Experimental Design:
We performed multi-region tissue RNA extraction/transcriptomic analysis using Colorectal Specific Arrays on invasive front, central tumor and lymph node regions selected from tissue samples from 25 CRC patients.
Results:
We identified a consensus 30 gene list which represents the intratumoral heterogeneity within a cohort of primary CRC tumors.

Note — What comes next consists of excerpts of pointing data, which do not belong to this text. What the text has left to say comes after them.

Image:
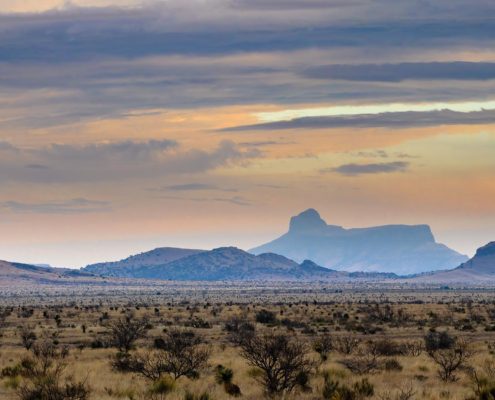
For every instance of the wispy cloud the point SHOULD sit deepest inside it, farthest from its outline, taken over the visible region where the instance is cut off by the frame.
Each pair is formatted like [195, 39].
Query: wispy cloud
[465, 71]
[383, 120]
[196, 187]
[364, 169]
[73, 206]
[237, 200]
[118, 161]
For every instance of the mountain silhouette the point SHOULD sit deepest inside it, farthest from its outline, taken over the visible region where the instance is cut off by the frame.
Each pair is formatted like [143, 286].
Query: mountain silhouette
[225, 263]
[399, 249]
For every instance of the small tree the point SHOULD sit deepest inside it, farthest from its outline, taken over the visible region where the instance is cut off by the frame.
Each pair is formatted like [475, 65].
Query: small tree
[451, 359]
[125, 331]
[178, 353]
[28, 336]
[281, 359]
[347, 344]
[224, 377]
[323, 345]
[44, 377]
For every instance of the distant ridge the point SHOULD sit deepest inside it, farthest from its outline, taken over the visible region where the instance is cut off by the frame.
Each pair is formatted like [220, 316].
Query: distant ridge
[131, 266]
[18, 274]
[398, 249]
[480, 268]
[225, 263]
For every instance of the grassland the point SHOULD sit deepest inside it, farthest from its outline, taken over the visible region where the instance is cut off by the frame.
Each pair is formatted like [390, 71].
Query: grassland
[383, 327]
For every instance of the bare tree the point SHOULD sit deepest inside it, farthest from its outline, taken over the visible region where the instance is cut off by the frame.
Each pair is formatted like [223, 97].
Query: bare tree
[44, 377]
[347, 344]
[282, 360]
[28, 336]
[323, 345]
[179, 353]
[451, 359]
[125, 331]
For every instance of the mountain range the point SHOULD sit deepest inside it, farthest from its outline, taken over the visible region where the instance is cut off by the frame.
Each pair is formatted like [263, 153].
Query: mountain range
[224, 263]
[399, 249]
[311, 250]
[480, 268]
[18, 274]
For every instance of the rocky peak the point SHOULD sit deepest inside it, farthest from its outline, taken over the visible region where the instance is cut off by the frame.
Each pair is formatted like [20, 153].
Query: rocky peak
[308, 220]
[487, 250]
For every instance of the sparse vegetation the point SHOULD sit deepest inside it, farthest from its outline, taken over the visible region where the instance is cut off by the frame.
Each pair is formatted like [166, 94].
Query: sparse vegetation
[413, 346]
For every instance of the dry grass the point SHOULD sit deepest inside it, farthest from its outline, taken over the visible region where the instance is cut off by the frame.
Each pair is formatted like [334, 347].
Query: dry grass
[466, 314]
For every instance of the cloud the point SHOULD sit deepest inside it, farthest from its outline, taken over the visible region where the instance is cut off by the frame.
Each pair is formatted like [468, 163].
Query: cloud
[196, 187]
[373, 154]
[362, 169]
[385, 120]
[237, 200]
[73, 206]
[467, 71]
[118, 161]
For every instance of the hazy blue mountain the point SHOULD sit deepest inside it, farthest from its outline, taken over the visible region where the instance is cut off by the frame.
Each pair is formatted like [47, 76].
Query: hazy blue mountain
[480, 268]
[226, 263]
[130, 267]
[14, 274]
[399, 249]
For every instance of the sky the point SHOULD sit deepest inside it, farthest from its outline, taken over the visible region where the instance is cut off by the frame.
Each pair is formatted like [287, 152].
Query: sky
[132, 124]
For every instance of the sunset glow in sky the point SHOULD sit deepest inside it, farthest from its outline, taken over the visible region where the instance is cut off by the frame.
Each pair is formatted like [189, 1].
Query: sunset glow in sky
[127, 125]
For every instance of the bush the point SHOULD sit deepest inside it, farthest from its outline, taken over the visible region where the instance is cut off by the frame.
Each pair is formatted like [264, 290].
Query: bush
[393, 365]
[450, 360]
[44, 377]
[439, 341]
[266, 317]
[333, 390]
[323, 345]
[281, 359]
[179, 353]
[161, 388]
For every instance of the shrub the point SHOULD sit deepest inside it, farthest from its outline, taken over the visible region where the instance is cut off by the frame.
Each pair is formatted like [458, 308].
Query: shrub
[266, 317]
[44, 377]
[450, 360]
[333, 390]
[161, 388]
[281, 359]
[323, 345]
[438, 341]
[179, 353]
[125, 331]
[393, 365]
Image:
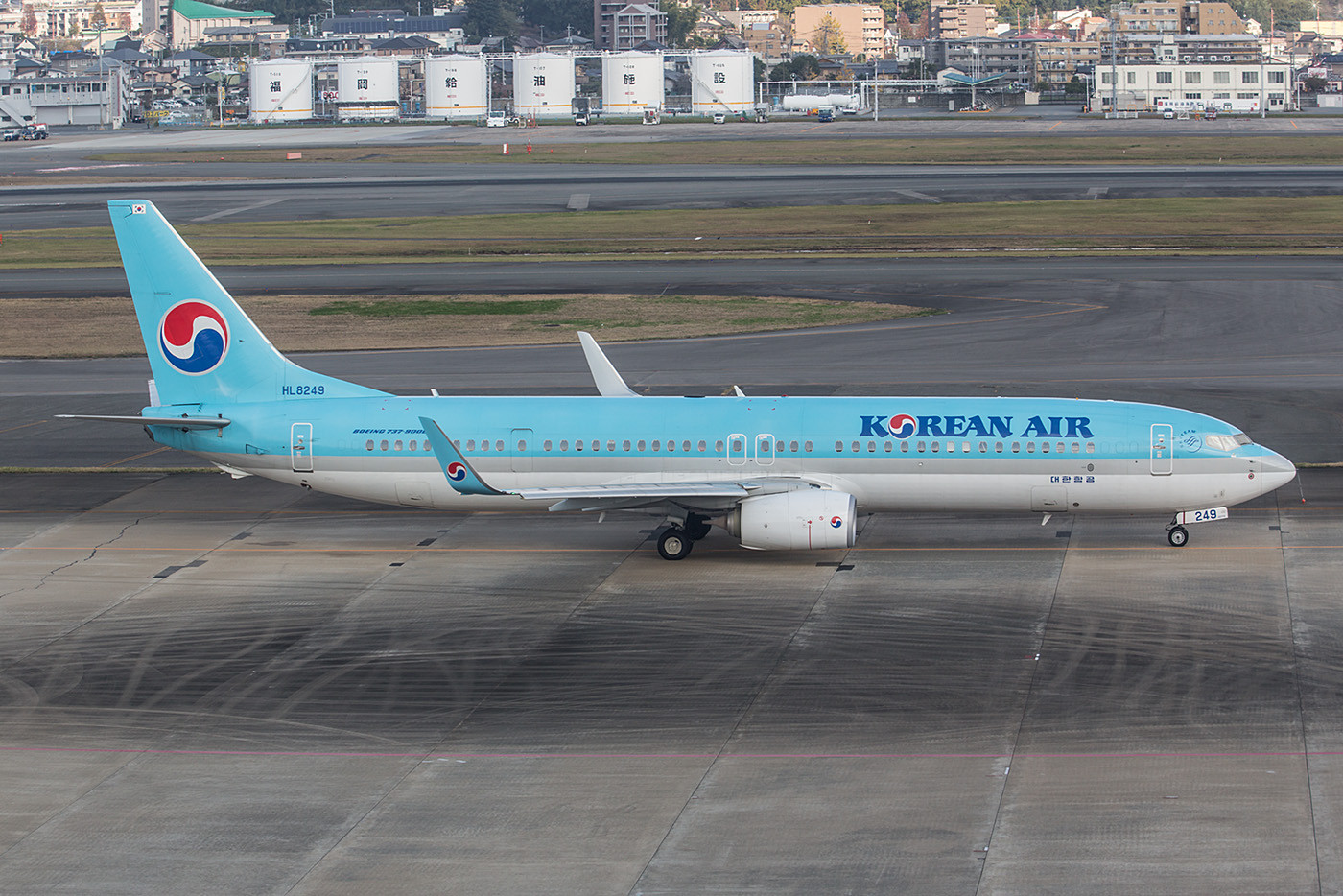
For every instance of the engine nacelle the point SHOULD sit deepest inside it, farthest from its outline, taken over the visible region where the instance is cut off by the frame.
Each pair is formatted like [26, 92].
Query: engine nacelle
[796, 520]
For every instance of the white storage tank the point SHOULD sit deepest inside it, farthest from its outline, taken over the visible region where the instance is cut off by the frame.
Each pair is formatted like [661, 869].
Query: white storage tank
[721, 81]
[456, 87]
[368, 87]
[631, 83]
[543, 84]
[281, 90]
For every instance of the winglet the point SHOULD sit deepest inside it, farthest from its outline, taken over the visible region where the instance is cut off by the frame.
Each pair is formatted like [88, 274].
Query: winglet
[608, 382]
[459, 472]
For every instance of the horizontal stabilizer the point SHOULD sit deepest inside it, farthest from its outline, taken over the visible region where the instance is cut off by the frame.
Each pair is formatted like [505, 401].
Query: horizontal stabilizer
[608, 380]
[181, 422]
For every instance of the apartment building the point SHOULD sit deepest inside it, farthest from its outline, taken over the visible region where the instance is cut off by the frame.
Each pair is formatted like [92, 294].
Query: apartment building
[861, 26]
[953, 20]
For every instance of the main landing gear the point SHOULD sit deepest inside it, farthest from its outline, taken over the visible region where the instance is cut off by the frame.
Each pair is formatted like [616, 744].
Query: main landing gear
[674, 542]
[1177, 535]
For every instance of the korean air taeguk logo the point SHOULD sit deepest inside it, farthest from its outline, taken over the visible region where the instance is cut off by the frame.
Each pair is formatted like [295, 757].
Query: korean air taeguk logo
[194, 338]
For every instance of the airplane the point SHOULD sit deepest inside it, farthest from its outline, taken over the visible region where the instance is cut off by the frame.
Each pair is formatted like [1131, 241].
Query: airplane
[775, 472]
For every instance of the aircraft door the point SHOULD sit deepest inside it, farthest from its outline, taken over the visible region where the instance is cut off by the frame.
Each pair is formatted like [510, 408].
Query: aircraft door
[736, 449]
[520, 445]
[765, 449]
[1164, 446]
[301, 446]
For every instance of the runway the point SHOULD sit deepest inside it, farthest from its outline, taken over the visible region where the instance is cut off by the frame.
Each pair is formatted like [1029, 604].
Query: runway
[322, 191]
[217, 687]
[234, 687]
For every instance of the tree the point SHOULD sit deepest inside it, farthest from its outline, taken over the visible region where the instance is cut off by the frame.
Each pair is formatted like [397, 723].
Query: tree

Using a series of online datasets, we showed that this gene list displays prognostic potential (HR=2.914 (CI 0.9286-9.162) in stage II/III CRC patients, but in addition we demonstrated that these genes are stromal derived, challenging the assumption that poor prognosis tumors with stem-like biology have undergone a widespread Epithelial Mesenchymal Transition (EMT). Most importantly, we showed that patients can be simultaneously classified into multiple diagnostically relevant subgroups based purely on the tumoral region analysed.
Conclusions:
Gene expression profiles derived from the non-malignant stromal region can influence assignment of CRC transcriptional subtypes, questioning the current molecular classification dogma and highlighting the need to consider pathology sampling region and degree of stromal infiltration when employing transcription-based classifiers to underpin clinical decision-making in CRC.